Возникла короткая пауза, после чего сэр Хьюго проговорил:
– Надеюсь, Дэн, ты не будешь играть с огнем. Ты понимаешь меня?
– Полагаю, что так, сэр, – ответил Деронда, сдерживая гнев. – Но ваша метафора не имеет никакого смысла: нет огня, а следовательно, и опасности обжечься.
Сэр Хьюго пристально на него посмотрел и заключил:
– Тем лучше. Между нами говоря, я опасаюсь, что в подвалах этого дома может таиться порох.
Глава III
Несмотря на желание как можно скорее вернуться в город – отчасти из-за тревоги за Майру, отчасти из-за желания побольше узнать о загадочном Мордекае, – Деронде не удалось покинуть Аббатство раньше сэра Хьюго. Баронет сообщил семейству, что намерен переехать в Лондон к шестому февраля – то есть к открытию парламента. Деронда поселился на Парк-лейн, зная, что его квартира занята Гансом Мейриком. Он думал, что там все перевернуто вверх дном, однако на деле оказалось совсем не так.
Войдя в свою квартиру, он с удовольствием обнаружил, что гостиная превратилась в художественное ателье: повсюду висели, стояли и лежали многочисленные рисунки – содержимое двух привезенных из Рима сундуков. Окна наполовину были закрыты байковой тканью, и среди всего этого беспорядка царил гениальный Ганс. Волосы его стали длиннее, чем прежде, лицо приобрело причудливое выражение, а высокий голос, как обычно, был громок. Дружба молодых людей со времен учебы в Кембридже поддерживалась не только перепиской, но и короткими встречами как за границей, так и в Англии. Первоначальные отношения – доверительности с одной стороны и снисходительного терпения с другой – все более укреплялись.
– Я знаю, что тебе не терпится увидеть мои рисунки и древности! – воскликнул Ганс после первых приветствий и объятий. – Поэтому и не постеснялся разложить их здесь. Я уже нашел две комнаты в Челси – неподалеку от матери и сестер, – так что скоро переберусь туда: как только хозяева отскоблят стены и повесят новые лампы. Жду только этого. Но, как видишь, я уже начал работать: ты даже не представляешь, каким великим парнем я собираюсь стать. Я чувствую, как во мне прорастает семя бессмертия!

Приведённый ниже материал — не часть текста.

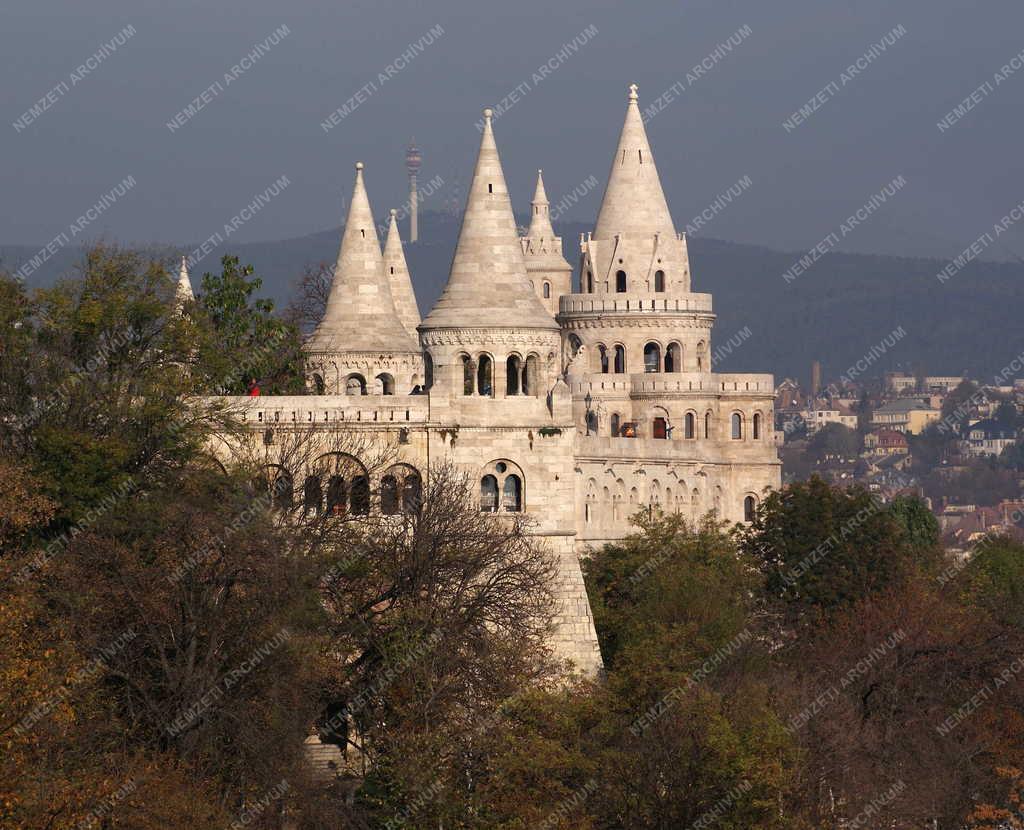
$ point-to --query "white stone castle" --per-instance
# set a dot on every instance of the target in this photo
(579, 405)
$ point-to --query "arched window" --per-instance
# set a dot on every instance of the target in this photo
(283, 489)
(512, 494)
(389, 495)
(674, 357)
(337, 495)
(483, 376)
(488, 494)
(360, 495)
(428, 370)
(502, 487)
(312, 494)
(412, 493)
(513, 366)
(651, 357)
(355, 385)
(529, 379)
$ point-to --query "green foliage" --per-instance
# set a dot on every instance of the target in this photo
(1007, 415)
(920, 526)
(671, 587)
(993, 579)
(931, 446)
(1013, 456)
(823, 548)
(246, 341)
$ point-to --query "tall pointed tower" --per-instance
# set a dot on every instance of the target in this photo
(414, 161)
(503, 410)
(399, 278)
(360, 346)
(550, 274)
(655, 427)
(183, 293)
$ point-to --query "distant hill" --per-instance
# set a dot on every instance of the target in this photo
(835, 312)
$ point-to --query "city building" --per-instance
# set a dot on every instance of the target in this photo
(905, 415)
(886, 442)
(987, 437)
(843, 416)
(577, 406)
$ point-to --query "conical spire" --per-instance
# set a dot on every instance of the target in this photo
(183, 293)
(634, 202)
(487, 285)
(540, 219)
(360, 315)
(399, 278)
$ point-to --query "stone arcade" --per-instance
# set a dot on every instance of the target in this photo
(578, 405)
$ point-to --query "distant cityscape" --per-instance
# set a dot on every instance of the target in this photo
(952, 440)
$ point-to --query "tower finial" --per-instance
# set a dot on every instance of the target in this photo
(184, 292)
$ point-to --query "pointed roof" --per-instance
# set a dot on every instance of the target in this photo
(183, 292)
(540, 218)
(399, 278)
(360, 315)
(487, 285)
(634, 203)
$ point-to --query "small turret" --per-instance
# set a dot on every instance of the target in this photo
(360, 313)
(360, 345)
(487, 285)
(550, 274)
(183, 293)
(399, 278)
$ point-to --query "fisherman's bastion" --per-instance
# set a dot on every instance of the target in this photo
(577, 401)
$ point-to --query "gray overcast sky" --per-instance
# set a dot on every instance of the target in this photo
(727, 125)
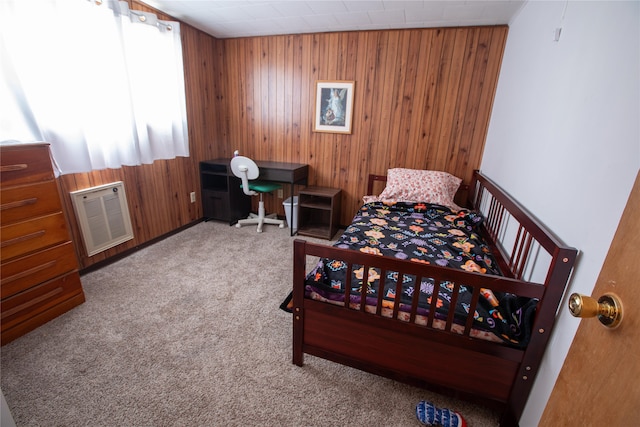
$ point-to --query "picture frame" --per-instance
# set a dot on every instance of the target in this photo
(334, 106)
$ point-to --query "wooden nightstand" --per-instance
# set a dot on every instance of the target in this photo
(319, 211)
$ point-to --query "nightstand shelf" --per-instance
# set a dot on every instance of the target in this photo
(319, 212)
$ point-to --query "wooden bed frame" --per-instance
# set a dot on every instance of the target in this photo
(441, 360)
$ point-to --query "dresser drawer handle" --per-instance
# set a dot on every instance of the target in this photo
(12, 168)
(32, 302)
(19, 203)
(22, 238)
(28, 272)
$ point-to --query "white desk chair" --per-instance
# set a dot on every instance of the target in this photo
(247, 170)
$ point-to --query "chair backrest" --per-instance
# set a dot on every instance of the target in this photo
(245, 169)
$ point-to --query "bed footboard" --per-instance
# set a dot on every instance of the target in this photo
(439, 357)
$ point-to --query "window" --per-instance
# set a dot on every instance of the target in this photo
(103, 84)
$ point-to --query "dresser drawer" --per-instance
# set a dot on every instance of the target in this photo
(36, 300)
(23, 273)
(24, 164)
(25, 237)
(28, 201)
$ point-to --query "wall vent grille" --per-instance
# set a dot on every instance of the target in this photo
(103, 216)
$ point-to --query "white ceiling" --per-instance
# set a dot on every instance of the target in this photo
(246, 18)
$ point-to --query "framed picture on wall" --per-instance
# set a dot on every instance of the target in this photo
(334, 106)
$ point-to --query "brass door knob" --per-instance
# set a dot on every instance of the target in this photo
(608, 308)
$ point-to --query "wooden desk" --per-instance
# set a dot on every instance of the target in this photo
(222, 197)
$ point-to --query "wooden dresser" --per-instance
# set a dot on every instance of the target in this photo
(39, 269)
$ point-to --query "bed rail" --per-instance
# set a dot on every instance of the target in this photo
(535, 264)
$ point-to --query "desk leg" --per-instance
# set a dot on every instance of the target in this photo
(291, 210)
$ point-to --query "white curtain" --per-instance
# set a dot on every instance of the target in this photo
(103, 84)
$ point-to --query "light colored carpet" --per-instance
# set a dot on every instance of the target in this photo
(187, 332)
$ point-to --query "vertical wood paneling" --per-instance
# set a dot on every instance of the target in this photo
(423, 99)
(159, 194)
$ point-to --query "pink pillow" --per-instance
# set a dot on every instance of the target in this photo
(411, 185)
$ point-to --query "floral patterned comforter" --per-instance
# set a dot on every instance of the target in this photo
(431, 234)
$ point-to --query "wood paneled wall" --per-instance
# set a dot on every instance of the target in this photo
(422, 100)
(159, 194)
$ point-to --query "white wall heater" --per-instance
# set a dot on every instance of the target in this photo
(103, 216)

– Боюсь, что это размножаются грибки, приводящие к болезни легких, – иронично заметил Деронда, привыкнув по-братски подшучивать над Гансом. Он подошел к пришпиленным к дверце книжного шкафа рисункам и молча остановился на удобном расстоянии. Ганс с минуту подождал, а потом схватил палитру и начал что-то поправлять в стоявшей на мольберте картине.
– Что думаешь? – не выдержал он наконец.